Just when I needed something to combat all of this a bright light appeared as I walked past the cafeteria. Five of my kiddos from last year were frantically waving at me so I thought, "What the heck! I'll brave the cafeteria and say hi." 5 minutes and about 20 hugs later I finally made it to the table of the five original girls whose waves brought me into the cafeteria in the first place. There were kids hopping up from tables all over the cafeteria (GASP!! Getting up without permission?!?!?!?!?! What were they thinking????) to say hi and give me a big hug.

Needless to say, I'm not feeling so dried up any more. And I think I'll have to stop by that cafeteria more often.

Monday, September 2, 2013

Nothing Like a Forced PLN

So to help us prepare and begin to implement the Common Core and work through our first year of the new Multiple Measures Evaluation System here in PA, my district is trying to do a lot of things to support us. While I appreciate everything that's going on I feel like once again education is taking something positive and making it more of a chore than a help.

Over the past three years I have developed a pretty substantial Personal / Professional Learning Network. Through the connections I've made on Twitter, the chats I'm part of, and the blogs that I read I am finding many teachers to learn with and from, and I'm learning so many new strategies to help my students explore and learn topics more successfully. I share what I've learned with colleagues, even going so far as sharing important blog posts and books that I'm reading with administrators, including our superintendent. The work that I do on my own, informally, has helped me learn and grow as a professional in ways that college courses and district provided days never have.

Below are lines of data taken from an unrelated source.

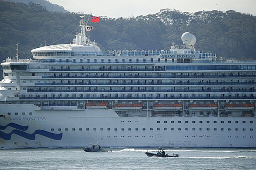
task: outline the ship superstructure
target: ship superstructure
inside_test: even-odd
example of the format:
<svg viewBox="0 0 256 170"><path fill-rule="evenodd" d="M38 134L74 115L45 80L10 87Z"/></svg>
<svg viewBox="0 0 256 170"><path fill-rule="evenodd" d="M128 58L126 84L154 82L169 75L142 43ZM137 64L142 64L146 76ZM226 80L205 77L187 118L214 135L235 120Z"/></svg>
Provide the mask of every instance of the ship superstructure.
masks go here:
<svg viewBox="0 0 256 170"><path fill-rule="evenodd" d="M256 61L182 45L102 51L69 44L1 64L0 146L256 147Z"/></svg>

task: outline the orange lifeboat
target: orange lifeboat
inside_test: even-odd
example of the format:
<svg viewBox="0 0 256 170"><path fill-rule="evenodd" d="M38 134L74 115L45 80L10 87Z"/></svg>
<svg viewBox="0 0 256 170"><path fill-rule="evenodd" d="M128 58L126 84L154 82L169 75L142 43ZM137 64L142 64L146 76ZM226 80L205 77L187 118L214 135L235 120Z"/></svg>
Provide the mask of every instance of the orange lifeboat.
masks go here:
<svg viewBox="0 0 256 170"><path fill-rule="evenodd" d="M224 109L230 110L252 110L254 109L254 104L228 104L226 105Z"/></svg>
<svg viewBox="0 0 256 170"><path fill-rule="evenodd" d="M188 110L190 111L212 110L218 109L218 104L196 104L188 105Z"/></svg>
<svg viewBox="0 0 256 170"><path fill-rule="evenodd" d="M88 102L86 104L86 107L88 109L108 109L108 102Z"/></svg>
<svg viewBox="0 0 256 170"><path fill-rule="evenodd" d="M153 109L156 111L168 110L178 110L182 109L181 104L157 104L154 106Z"/></svg>
<svg viewBox="0 0 256 170"><path fill-rule="evenodd" d="M118 111L140 110L142 109L142 104L118 104L113 105L113 109Z"/></svg>

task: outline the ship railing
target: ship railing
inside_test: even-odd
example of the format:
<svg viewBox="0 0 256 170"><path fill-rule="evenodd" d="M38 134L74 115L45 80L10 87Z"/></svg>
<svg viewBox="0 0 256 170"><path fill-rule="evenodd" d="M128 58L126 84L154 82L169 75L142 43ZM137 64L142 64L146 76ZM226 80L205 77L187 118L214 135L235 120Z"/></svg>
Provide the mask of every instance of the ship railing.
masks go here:
<svg viewBox="0 0 256 170"><path fill-rule="evenodd" d="M172 83L172 82L148 82L148 83L144 83L144 82L126 82L126 83L120 83L120 82L112 82L112 83L92 83L90 82L78 82L76 83L57 83L57 82L52 82L52 83L35 83L34 85L36 86L49 86L49 85L252 85L252 84L256 84L256 82L210 82L210 83L206 83L206 82L195 82L195 83L192 83L192 82L180 82L180 83Z"/></svg>
<svg viewBox="0 0 256 170"><path fill-rule="evenodd" d="M242 90L227 90L223 89L198 89L198 90L190 90L188 89L180 89L180 90L173 90L173 89L164 89L164 90L145 90L144 89L140 89L140 90L106 90L101 89L100 88L98 88L99 89L94 90L33 90L28 89L27 90L28 93L33 92L256 92L256 89L252 90L250 89L242 89Z"/></svg>
<svg viewBox="0 0 256 170"><path fill-rule="evenodd" d="M100 69L99 71L102 71L102 70ZM74 75L74 76L66 76L66 75L58 75L58 76L42 76L42 78L188 78L190 79L192 78L216 78L216 77L226 77L226 78L240 78L240 77L246 77L246 78L254 78L256 76L254 75L218 75L218 76L216 75L176 75L176 76L166 76L166 75L158 75L158 76L152 76L152 75L132 75L132 74L130 74L130 75L128 76L124 76L122 75L88 75L88 74L84 75Z"/></svg>
<svg viewBox="0 0 256 170"><path fill-rule="evenodd" d="M256 99L256 96L241 96L239 99ZM82 97L20 97L20 100L205 100L205 99L224 99L224 100L237 100L237 96L206 96L206 97L195 97L195 96L170 96L170 97L158 97L158 96L146 96L146 97L136 97L136 96L82 96Z"/></svg>

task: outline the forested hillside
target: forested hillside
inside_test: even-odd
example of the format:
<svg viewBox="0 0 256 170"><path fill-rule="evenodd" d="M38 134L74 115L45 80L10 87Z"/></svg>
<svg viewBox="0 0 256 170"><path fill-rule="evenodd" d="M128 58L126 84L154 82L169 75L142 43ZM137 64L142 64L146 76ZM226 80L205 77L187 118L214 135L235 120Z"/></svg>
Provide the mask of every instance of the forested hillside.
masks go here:
<svg viewBox="0 0 256 170"><path fill-rule="evenodd" d="M15 55L16 43L24 58L33 48L70 43L81 14L0 0L0 60ZM196 49L225 59L256 59L256 17L232 10L192 14L166 9L136 17L100 17L88 24L94 27L90 39L102 50L168 49L172 42L181 44L180 36L188 31L196 37Z"/></svg>

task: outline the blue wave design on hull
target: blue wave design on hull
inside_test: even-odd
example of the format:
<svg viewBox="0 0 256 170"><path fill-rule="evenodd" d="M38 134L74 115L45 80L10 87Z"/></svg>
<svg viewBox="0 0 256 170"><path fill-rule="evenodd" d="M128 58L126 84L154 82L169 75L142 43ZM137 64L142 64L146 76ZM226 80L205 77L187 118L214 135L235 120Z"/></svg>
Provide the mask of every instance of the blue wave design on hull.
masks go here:
<svg viewBox="0 0 256 170"><path fill-rule="evenodd" d="M8 126L12 127L12 128L14 128L18 129L19 129L22 131L26 131L28 129L28 126L22 126L18 124L16 124L16 123L10 123L6 126L0 126L0 130L4 130L7 128Z"/></svg>
<svg viewBox="0 0 256 170"><path fill-rule="evenodd" d="M6 134L0 131L0 138L5 140L10 140L12 135L13 134L16 134L24 138L30 140L34 140L36 139L36 134L38 134L56 140L60 140L62 138L62 133L60 134L54 134L42 130L36 130L32 134L28 134L19 130L14 129L10 134Z"/></svg>

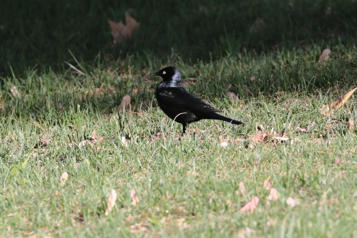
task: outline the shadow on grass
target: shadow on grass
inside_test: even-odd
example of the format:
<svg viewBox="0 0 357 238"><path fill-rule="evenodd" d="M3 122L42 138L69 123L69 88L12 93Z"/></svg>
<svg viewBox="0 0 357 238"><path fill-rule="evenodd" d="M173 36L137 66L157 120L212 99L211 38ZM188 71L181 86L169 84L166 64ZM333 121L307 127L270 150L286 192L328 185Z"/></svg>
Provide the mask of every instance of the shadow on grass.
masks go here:
<svg viewBox="0 0 357 238"><path fill-rule="evenodd" d="M124 13L140 22L135 38L111 48L107 20ZM357 3L353 1L275 0L142 2L106 0L5 1L0 10L0 76L32 69L63 71L76 58L91 65L148 54L165 59L214 60L227 52L266 52L313 42L355 44Z"/></svg>

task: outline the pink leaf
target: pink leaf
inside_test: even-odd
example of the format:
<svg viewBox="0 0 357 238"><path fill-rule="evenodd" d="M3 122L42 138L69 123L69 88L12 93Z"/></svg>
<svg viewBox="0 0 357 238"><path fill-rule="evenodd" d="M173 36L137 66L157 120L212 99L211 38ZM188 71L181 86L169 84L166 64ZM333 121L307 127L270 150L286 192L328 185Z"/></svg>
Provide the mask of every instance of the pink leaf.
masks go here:
<svg viewBox="0 0 357 238"><path fill-rule="evenodd" d="M244 193L245 192L245 187L244 186L244 183L241 181L239 182L239 191L242 194Z"/></svg>
<svg viewBox="0 0 357 238"><path fill-rule="evenodd" d="M328 59L330 57L330 54L331 54L331 51L328 49L326 49L322 51L322 54L320 56L320 62L322 62Z"/></svg>
<svg viewBox="0 0 357 238"><path fill-rule="evenodd" d="M256 196L253 198L250 202L248 202L244 205L244 207L241 208L241 212L252 211L258 206L258 204L259 203L259 201L260 201L259 198Z"/></svg>

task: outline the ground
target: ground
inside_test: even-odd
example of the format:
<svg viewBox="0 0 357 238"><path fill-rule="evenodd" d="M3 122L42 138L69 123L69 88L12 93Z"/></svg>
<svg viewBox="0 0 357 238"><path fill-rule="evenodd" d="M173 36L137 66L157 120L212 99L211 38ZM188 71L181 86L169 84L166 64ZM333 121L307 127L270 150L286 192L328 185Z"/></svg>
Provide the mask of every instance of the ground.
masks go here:
<svg viewBox="0 0 357 238"><path fill-rule="evenodd" d="M17 1L0 10L0 237L357 237L355 98L321 110L356 87L355 2ZM115 45L126 11L140 26ZM169 66L244 124L181 136L150 76Z"/></svg>

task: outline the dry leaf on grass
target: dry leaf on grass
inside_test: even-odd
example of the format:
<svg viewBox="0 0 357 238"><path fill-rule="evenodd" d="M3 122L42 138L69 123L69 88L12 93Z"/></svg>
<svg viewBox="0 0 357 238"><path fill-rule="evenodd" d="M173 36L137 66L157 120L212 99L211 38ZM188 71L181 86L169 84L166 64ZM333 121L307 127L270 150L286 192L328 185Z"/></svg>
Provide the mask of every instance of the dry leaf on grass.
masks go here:
<svg viewBox="0 0 357 238"><path fill-rule="evenodd" d="M332 115L335 109L342 107L356 90L357 90L357 87L353 88L342 97L339 97L335 101L330 103L329 105L324 106L320 109L320 111L325 116Z"/></svg>
<svg viewBox="0 0 357 238"><path fill-rule="evenodd" d="M115 204L115 201L116 201L117 194L116 191L115 189L112 189L110 195L108 198L108 203L107 203L107 209L105 210L105 216L108 216L109 214L109 212L111 211L112 208Z"/></svg>
<svg viewBox="0 0 357 238"><path fill-rule="evenodd" d="M267 141L270 137L269 133L265 132L262 133L261 131L259 131L258 133L252 138L252 141L256 144L260 143L263 144L265 142Z"/></svg>
<svg viewBox="0 0 357 238"><path fill-rule="evenodd" d="M278 199L279 199L279 194L278 194L278 191L274 188L272 188L270 189L269 196L268 196L268 200L277 201Z"/></svg>
<svg viewBox="0 0 357 238"><path fill-rule="evenodd" d="M61 177L60 177L60 181L61 181L61 185L64 187L66 181L68 179L68 173L66 172L63 172Z"/></svg>
<svg viewBox="0 0 357 238"><path fill-rule="evenodd" d="M239 184L238 186L239 186L239 191L242 194L244 194L244 192L245 192L245 186L244 186L244 183L241 181L239 182Z"/></svg>
<svg viewBox="0 0 357 238"><path fill-rule="evenodd" d="M135 189L133 188L130 191L130 197L131 198L131 205L133 206L136 206L136 204L139 203L140 200L139 198L136 195L136 192Z"/></svg>
<svg viewBox="0 0 357 238"><path fill-rule="evenodd" d="M246 238L246 237L254 237L256 236L256 232L249 227L242 228L238 231L237 237L238 238Z"/></svg>
<svg viewBox="0 0 357 238"><path fill-rule="evenodd" d="M331 54L331 51L328 49L326 49L322 51L322 54L320 55L320 62L327 60L330 57L330 54Z"/></svg>
<svg viewBox="0 0 357 238"><path fill-rule="evenodd" d="M228 146L228 143L227 143L225 141L224 142L222 142L221 143L220 143L220 145L222 147L226 147Z"/></svg>
<svg viewBox="0 0 357 238"><path fill-rule="evenodd" d="M113 41L116 44L130 39L140 26L140 23L136 21L127 12L125 12L125 25L121 21L119 23L110 20L108 21L110 26Z"/></svg>
<svg viewBox="0 0 357 238"><path fill-rule="evenodd" d="M286 199L286 204L291 207L294 207L298 204L297 201L291 197Z"/></svg>
<svg viewBox="0 0 357 238"><path fill-rule="evenodd" d="M46 147L50 145L50 144L51 143L51 139L44 138L41 139L40 141L41 142L41 145L42 146Z"/></svg>
<svg viewBox="0 0 357 238"><path fill-rule="evenodd" d="M126 95L123 97L123 99L121 100L121 102L119 106L118 109L119 110L122 110L123 108L124 107L126 107L130 103L130 96L129 95Z"/></svg>
<svg viewBox="0 0 357 238"><path fill-rule="evenodd" d="M237 95L236 95L235 93L234 92L228 92L227 93L227 96L230 97L232 98L234 98L237 97Z"/></svg>
<svg viewBox="0 0 357 238"><path fill-rule="evenodd" d="M244 206L241 208L241 212L248 212L249 211L252 211L257 207L259 203L260 199L259 198L256 196L253 198L252 200L248 202Z"/></svg>
<svg viewBox="0 0 357 238"><path fill-rule="evenodd" d="M120 142L121 142L121 144L123 146L126 147L128 146L128 142L126 141L126 140L125 139L125 136L121 137L121 140L120 141Z"/></svg>
<svg viewBox="0 0 357 238"><path fill-rule="evenodd" d="M348 130L351 132L355 131L355 122L352 118L348 120Z"/></svg>
<svg viewBox="0 0 357 238"><path fill-rule="evenodd" d="M264 182L263 184L263 186L264 186L265 189L269 190L271 188L271 184L269 182L269 181L267 180L264 180Z"/></svg>
<svg viewBox="0 0 357 238"><path fill-rule="evenodd" d="M249 32L257 33L265 28L266 26L266 24L264 20L260 17L258 17L249 27Z"/></svg>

So what's with the title of my post?

Even though I am actively connected with people from around the world, my district has purchased licenses to a website called pd360. The idea is straight forward - you go in, watch a video, reflect, and discuss in a community; what's frustrating is that these are things that I am already doing on my own - but I'm not just analyzing video made by the School Improvement Network. I'm reading and watching blogs and videos made by other teachers, by people in the classroom, by students. I get to decide what might be valuable and might be the most helpful for me and my teammates and our unique group of students. In this program I am given a list of videos to watch (although I can browse the additional videos and choose ones of interest to me if I want to watch more), I'm given questions to answer, and I'm given tasks to complete in the in-program community, which right now is made up of the people I work with at school. Sounds so much more like a college course than a PLN to me.

Here's what I'm wondering: since the huge emphasis is differentiating instruction and mindfully planning for the different student needs in our classroom (the fact that this is only an emphasis now could be a whole other blog post -- are we really not doing this??) why is our administration not differentiating this professional development for the teachers? I feel it's because our administrators don't really know enough about each of us and the work we do in the classroom to truly differentiate and point us in the directions we each need to grow. I wonder what answer they would give. I'm definitely going to ask that as soon as I can.

But just like I tell my kids when there are skills we only have to learn for the tests (yep - we all know it happens), sometimes there is just stuff you have to do even when you don't like it. So I will plug ahead and complete the tasks that I'm required to do in the hopes that I will gain some new knowledge from it. I just hope that, at some point, the website will stop freezing and logging me out so I can actually accomplish the course I'm supposed to complete!